Transmission electron micrographs of FHM (a,b) and E11 cells (c–f) cells inoculated with chinook salmon bafinivirus Cefas-W054 isolate. (a–c) Spherical (black arrows) and bacillary (white arrows) viral nucleocapsids were observed within the cytoplasm of these cells. (c–e) Mature enveloped spherical (black asterisks) and bacillary virions (white asterisks). Top inserts show the detail of mature virions with spikes on the surface. (f) Transmission electron (negative staining) of purified virions from the E11 cell supernatant.

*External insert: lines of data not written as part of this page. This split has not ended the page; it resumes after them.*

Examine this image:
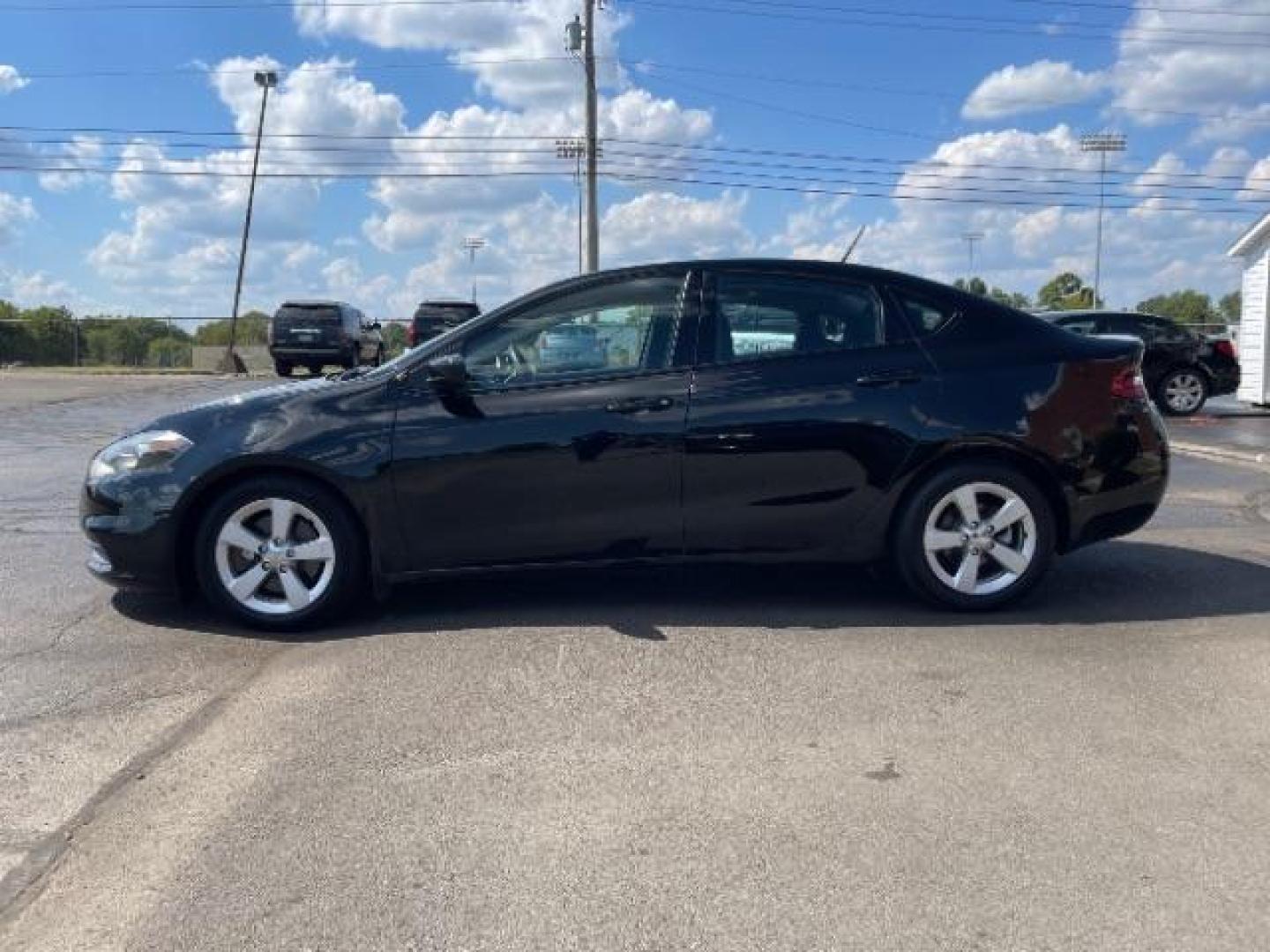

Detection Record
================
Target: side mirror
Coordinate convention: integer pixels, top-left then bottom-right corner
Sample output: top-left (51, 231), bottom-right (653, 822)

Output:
top-left (428, 354), bottom-right (467, 393)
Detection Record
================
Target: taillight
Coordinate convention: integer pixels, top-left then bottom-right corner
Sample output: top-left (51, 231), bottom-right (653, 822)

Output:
top-left (1111, 367), bottom-right (1147, 400)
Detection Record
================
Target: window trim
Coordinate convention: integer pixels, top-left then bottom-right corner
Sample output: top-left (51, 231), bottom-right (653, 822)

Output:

The external surface of spikes can be seen surrounding spherical (black arrows) and rod-shaped (white arrows) virions.

Figure 6

(a) Semithin section of the kidney of moribund goldfish showing cellular necrosis in interstitial cells (asterisks) and renal tubule epithelium (arrow). (b–f) Virogenesis in the proximal renal tubule epithelium. (b) Semithin resin section showing the apical region of the infected cell bordering the renal tubule lumen (L) and infected epithelial cell with numerous large vacuoles (V) containing granular and more electron-dense material that was mostly located between the nucleus and the viral assembly area (asterisk) in the apical portion of the cell. (c) Virions budding from tubular structures comprising the endoplasmic reticulum with the insertion of external microtubular material (arrow). (d) Internally fuzzy-coated vesicles with internal dense bodies (DB) and similar structures in the cytosol. The tubular structures are seen in (a,b); microfilaments (MF) and viral budding are also visible. (e,f) Viral budding from renal interstitial cell membranes. The top inserts show the detail of mature virions with spikes on the surface.

Figure 7

ELISA detection of CSBV antibodies in serum from challenged common carp and Atlantic salmon. Sera tested at 1:50 and 1:100 dilutions. Each bar represents from each group the median (cross), upper and lower quartile (box) and upper and lower extreme (line) of the optical density (OD) at 450 nm. Single points indicate outliers. Sample number per group: 15. IP: intraperitoneally injected fish; bath: bath infected fish. Asterisks (*) denotes significant differences (p < 0.5) between the treated and control groups.